Juniper tincture: preparing Juniper SRX. Part 3: Virtual Routers

  • Tutorial
juniper - juniper (eng.) We

continue to prepare tincture from juniper. How we started, you can read here and here . Today, we touch a little such a convenient thing as Virtual Routers, and think about how to use it with the greatest benefit.

image

Contents:

Part 1: Introducing
Part 2: IPSec
Part 3: Virtual Routers

Juniper has a Routing Instance entity type designed for traffic manipulation (routing and encapsulation). RIs allow you to "split" one router into several smaller ones, while each instance will process the traffic "in its own way", independently of the others and with different capabilities. This is useful for organizing all kinds of VPNs when you need to isolate several clients from each other and resolve them according to different rules. At the same time, information about the VPN can be exchanged with other routers (for example, when organizing MPLS VPN).

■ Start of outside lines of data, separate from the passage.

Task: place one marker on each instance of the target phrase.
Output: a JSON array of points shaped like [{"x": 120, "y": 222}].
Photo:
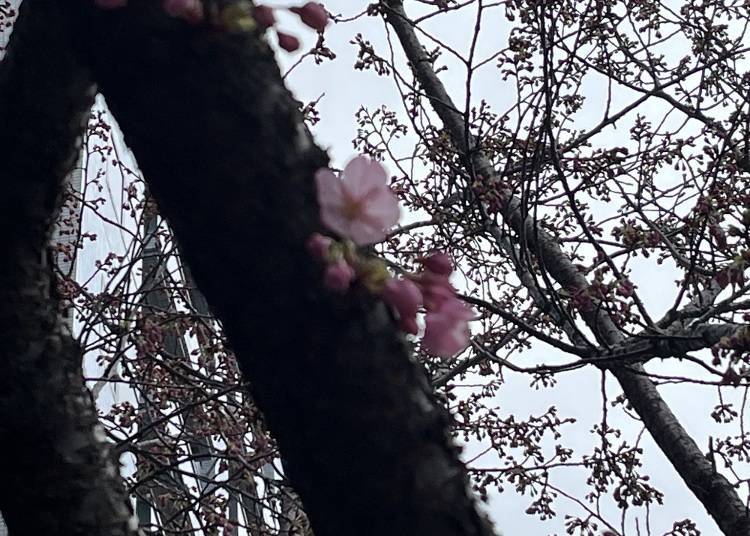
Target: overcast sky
[{"x": 343, "y": 91}]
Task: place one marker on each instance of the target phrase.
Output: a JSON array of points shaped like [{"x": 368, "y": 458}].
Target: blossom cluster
[
  {"x": 239, "y": 16},
  {"x": 360, "y": 207}
]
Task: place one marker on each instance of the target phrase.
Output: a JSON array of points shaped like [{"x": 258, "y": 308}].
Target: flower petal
[{"x": 331, "y": 201}]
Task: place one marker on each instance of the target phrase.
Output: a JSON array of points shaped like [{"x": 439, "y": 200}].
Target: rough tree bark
[
  {"x": 711, "y": 488},
  {"x": 58, "y": 476},
  {"x": 228, "y": 159}
]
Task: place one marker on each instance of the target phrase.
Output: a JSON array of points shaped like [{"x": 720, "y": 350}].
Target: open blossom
[
  {"x": 447, "y": 329},
  {"x": 358, "y": 205},
  {"x": 447, "y": 317},
  {"x": 406, "y": 298}
]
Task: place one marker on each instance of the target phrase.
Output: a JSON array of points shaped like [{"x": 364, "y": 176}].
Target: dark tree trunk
[
  {"x": 231, "y": 165},
  {"x": 57, "y": 473}
]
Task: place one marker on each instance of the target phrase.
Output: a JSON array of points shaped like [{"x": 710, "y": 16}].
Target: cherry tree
[{"x": 580, "y": 179}]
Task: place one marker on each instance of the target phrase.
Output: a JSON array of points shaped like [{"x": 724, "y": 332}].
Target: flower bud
[{"x": 312, "y": 14}]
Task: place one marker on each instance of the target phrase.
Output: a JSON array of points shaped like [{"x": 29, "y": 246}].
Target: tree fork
[
  {"x": 227, "y": 157},
  {"x": 58, "y": 474}
]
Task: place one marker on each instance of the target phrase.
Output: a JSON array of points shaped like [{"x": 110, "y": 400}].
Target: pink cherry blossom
[
  {"x": 438, "y": 263},
  {"x": 312, "y": 14},
  {"x": 447, "y": 329},
  {"x": 287, "y": 42},
  {"x": 318, "y": 245},
  {"x": 338, "y": 276},
  {"x": 405, "y": 297},
  {"x": 358, "y": 205},
  {"x": 110, "y": 4}
]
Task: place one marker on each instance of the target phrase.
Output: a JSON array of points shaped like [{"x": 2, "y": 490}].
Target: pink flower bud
[
  {"x": 447, "y": 329},
  {"x": 288, "y": 42},
  {"x": 110, "y": 4},
  {"x": 317, "y": 245},
  {"x": 264, "y": 16},
  {"x": 404, "y": 296},
  {"x": 338, "y": 276},
  {"x": 312, "y": 14},
  {"x": 438, "y": 263}
]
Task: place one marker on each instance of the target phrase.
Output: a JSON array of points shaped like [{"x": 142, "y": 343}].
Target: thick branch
[
  {"x": 710, "y": 487},
  {"x": 58, "y": 474},
  {"x": 231, "y": 165}
]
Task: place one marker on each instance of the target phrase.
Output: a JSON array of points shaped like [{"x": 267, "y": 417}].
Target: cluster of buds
[
  {"x": 238, "y": 16},
  {"x": 360, "y": 207}
]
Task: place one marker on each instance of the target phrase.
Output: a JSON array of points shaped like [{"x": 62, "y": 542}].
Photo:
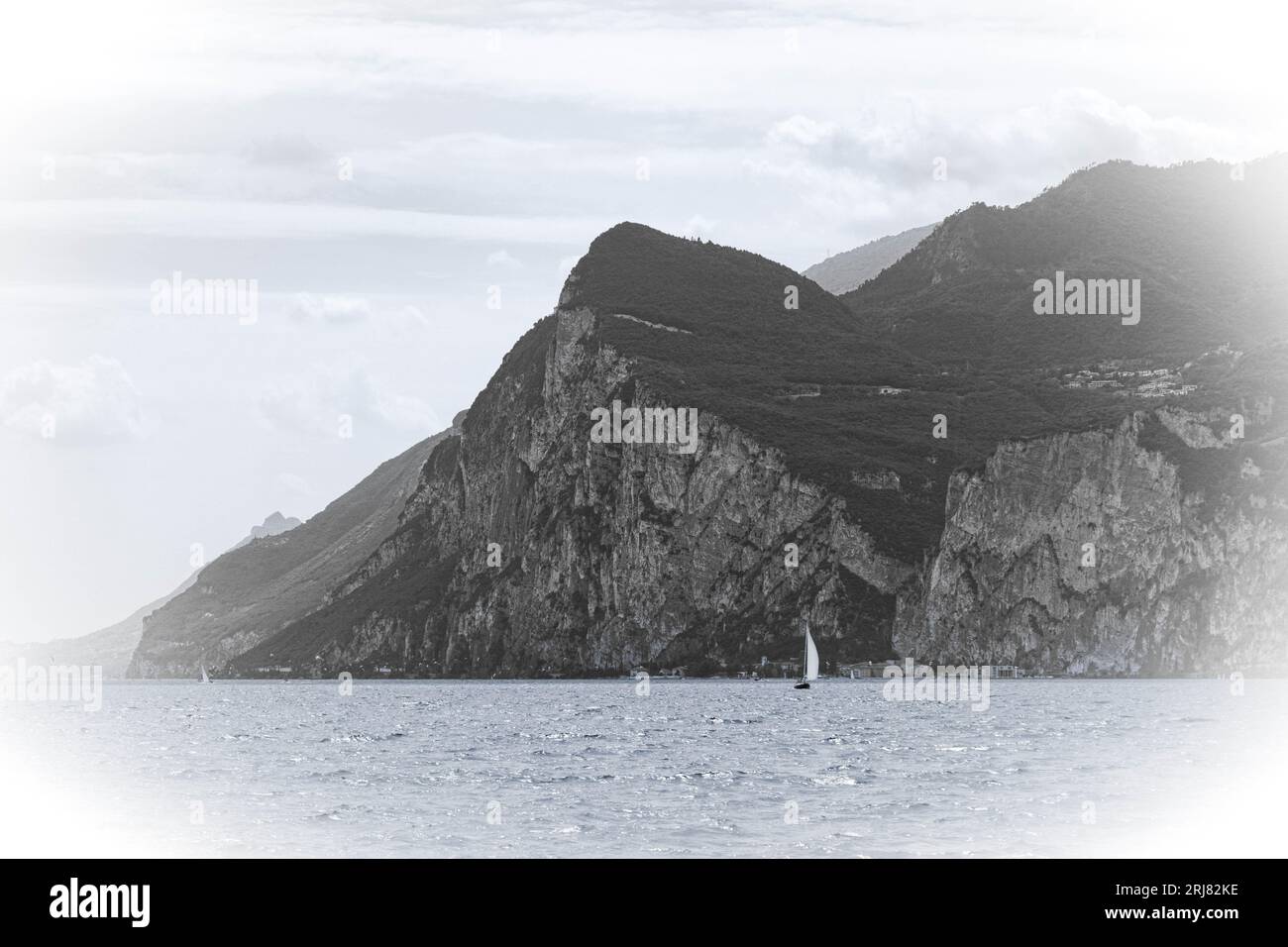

Types of Routing Instances


* Forwarding - Serves for building special filter-based forwarding applications (well, or policy-based routing in Cisco terminology). At the same time, the interfaces are not tied to the RI, but remain in the default RI.
* Layer 2 virtual private network (VPN) - Used to organize MPLS L2VPN.
* Nonforwarding - All routes and interfaces are placed in the main routing instance, but you can "divide" the main routing table into several smaller ones.
* VPN routing and forwarding (VRF)- Used to organize L3VPN. It contains not only a routing table, but also a switching table (forwarding table). At the same time, traffic from the interface is displayed in RI one-to-one, which allows you to send and receive routing labels, receiving a distributed VPN. Using dynamic routing protocols (BGP, OSPF or ISIS), you can organize the exchange of information between PE (provider edge) and CE (client edge) in such a way that each of them will receive (and give) routes only inside its “own” VPN.
* Virtual router- Similar to VRF, but does not have options such as VRF import, VRF export, VRF target, or route distinguisher. Accordingly, it is not suitable for creating L3VPN, because a separate routing table "lives" only within the same router. Due to its simplicity, it is used much more often than its "older brother".
* Virtual private LAN service (VPLS) - An entity for organizing multipoint distributed L2VPN on top of MPLS. For the client it will look like a virtual switch, to the ports of which its borderline (CE) devices are connected.

We will not look at all this magnificence right away, but we will only deal with VR. What is this all about? The description shows that this is a slightly simplified version of VRF, in fact - VRF-lite from the Cisco world. Logical tunnels and rib-groups are supported for exchanging routes and connecting VR to each other. Of course, routing protocols (ospf, bgp, isis) are configured separately for each VR. Each VR requires its own Security zone (you cannot place interfaces from different VRs in a zone).

Why is all this necessary? Exactly then why VRF is usually done - isolating networks (clients) from each other and simplifying routing. For example, you can separate the routing of branches, IPSec tunnels to customers and the routing of service devices and the traffic of the router itself (default routing table). As a bonus (weighty!) We get convenience in compiling a routing table, security policies, and also get rid of the ospf database swelling.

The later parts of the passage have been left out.